1-3.王女様は魔導書と出会う
夜。
「疲れた」
「はい」
「つーかーれーたー」
母親との対面でのお話。
領主としてちゃんと仕事はできているか、困った事は無いか――食事の好き嫌いは無いか、メイド達を困らせてないか――。
そんな王族としての会話もあれば、親子としての会話もある。
しかし、母は――いや親兄弟の誰もがアイラと同じ屋敷で泊まろうとはしない。
「明日は公務以外のご予定はありませんが、よろしいですか?」
「……行く」
リーシャがこの言い方をする日は、決まってあの日だとアイラは認識している。
「ダンジョン探索。今日で終わりにするわよ」
「お供いたします」
アイラは昼間と同じように、両手を広げて待つ。
リーシャの手により煌びやかなドレスを脱ぎ、まずは簡素な麻の服へ。
さらにその上から、冒険者が聞けば目をひん剥いて驚きそうな値段の魔法の繊維で織られたローブを着る。
動きやすい様にスカートではなく7分丈のズボン。
流れるような金髪は頭の上でくくりサイドテールに。
「じゃあいつものように、人払いよろしく」
「かしこまりました」
◇
今宵、アイラが挑むダンジョン――。
それはある日の事だった。
屋敷で働くメイドが、この屋敷の地下倉庫を掃除していた時――突然床の一部分が崩落したのだ。

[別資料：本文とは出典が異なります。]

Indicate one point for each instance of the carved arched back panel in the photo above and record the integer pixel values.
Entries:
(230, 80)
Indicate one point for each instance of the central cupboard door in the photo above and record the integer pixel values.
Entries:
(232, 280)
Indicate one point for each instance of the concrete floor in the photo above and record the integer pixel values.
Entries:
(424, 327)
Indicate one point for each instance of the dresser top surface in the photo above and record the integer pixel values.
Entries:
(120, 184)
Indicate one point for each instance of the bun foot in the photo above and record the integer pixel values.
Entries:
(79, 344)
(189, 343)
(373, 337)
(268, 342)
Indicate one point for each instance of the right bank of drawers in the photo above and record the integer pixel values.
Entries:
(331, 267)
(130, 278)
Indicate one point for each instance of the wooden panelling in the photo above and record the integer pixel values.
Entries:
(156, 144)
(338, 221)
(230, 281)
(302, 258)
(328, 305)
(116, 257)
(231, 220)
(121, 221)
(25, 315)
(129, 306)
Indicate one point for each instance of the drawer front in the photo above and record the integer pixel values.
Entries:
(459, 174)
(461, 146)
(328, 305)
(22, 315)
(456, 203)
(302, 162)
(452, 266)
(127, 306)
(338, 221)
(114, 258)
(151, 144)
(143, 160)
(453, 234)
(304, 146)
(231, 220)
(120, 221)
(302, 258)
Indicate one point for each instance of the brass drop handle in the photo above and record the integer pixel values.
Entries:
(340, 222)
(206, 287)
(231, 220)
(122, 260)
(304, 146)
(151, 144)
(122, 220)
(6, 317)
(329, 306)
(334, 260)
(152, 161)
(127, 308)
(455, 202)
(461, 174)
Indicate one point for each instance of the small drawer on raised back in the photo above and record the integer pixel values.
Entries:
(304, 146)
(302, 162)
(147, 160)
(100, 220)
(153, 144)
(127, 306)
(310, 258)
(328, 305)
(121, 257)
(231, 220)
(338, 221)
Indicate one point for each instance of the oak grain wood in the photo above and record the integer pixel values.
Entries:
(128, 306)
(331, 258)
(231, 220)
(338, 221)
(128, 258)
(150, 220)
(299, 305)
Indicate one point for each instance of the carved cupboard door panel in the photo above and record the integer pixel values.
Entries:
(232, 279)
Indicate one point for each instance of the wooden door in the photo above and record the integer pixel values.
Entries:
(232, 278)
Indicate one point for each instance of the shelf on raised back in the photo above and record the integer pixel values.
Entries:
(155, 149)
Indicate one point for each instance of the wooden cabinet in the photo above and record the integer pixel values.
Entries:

執事のセバスチャンとリーシャが簡単な調査を行った結果、かなり古い時代から存在する遺跡だと分かった。
恐らくは長い年月で入り口が塞がってしまい、その上に屋敷が建った為に誰も出入り出来ず――偶然、通路の天井が崩落したという訳だろうと結論となった。

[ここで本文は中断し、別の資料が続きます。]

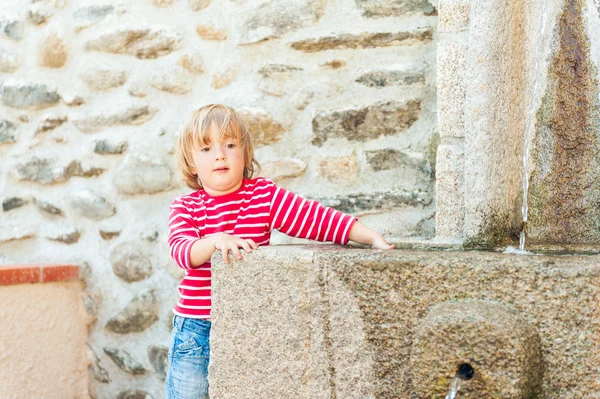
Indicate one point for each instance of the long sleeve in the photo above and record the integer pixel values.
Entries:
(298, 217)
(182, 233)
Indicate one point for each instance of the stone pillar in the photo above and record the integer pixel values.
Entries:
(451, 64)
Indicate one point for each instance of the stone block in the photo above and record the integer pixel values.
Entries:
(450, 191)
(314, 321)
(364, 40)
(451, 64)
(454, 15)
(500, 350)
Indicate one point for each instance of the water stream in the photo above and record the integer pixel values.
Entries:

悪い魔力の流れは感じないので、ひとまず入り口を封鎖を命じたのが半年ほど前。
そこからちょくちょくアイラは、リーシャを伴って調査という名前の、ちょっとした冒険を楽しんでいるのだ。
「モンスターとか出てこないのはマイナスよね」
「もし出てきたら今頃屋敷の中へモンスターが溢れだしますよ」
ダンジョンと呼んではいるが、ここは本当のダンジョンでは無い。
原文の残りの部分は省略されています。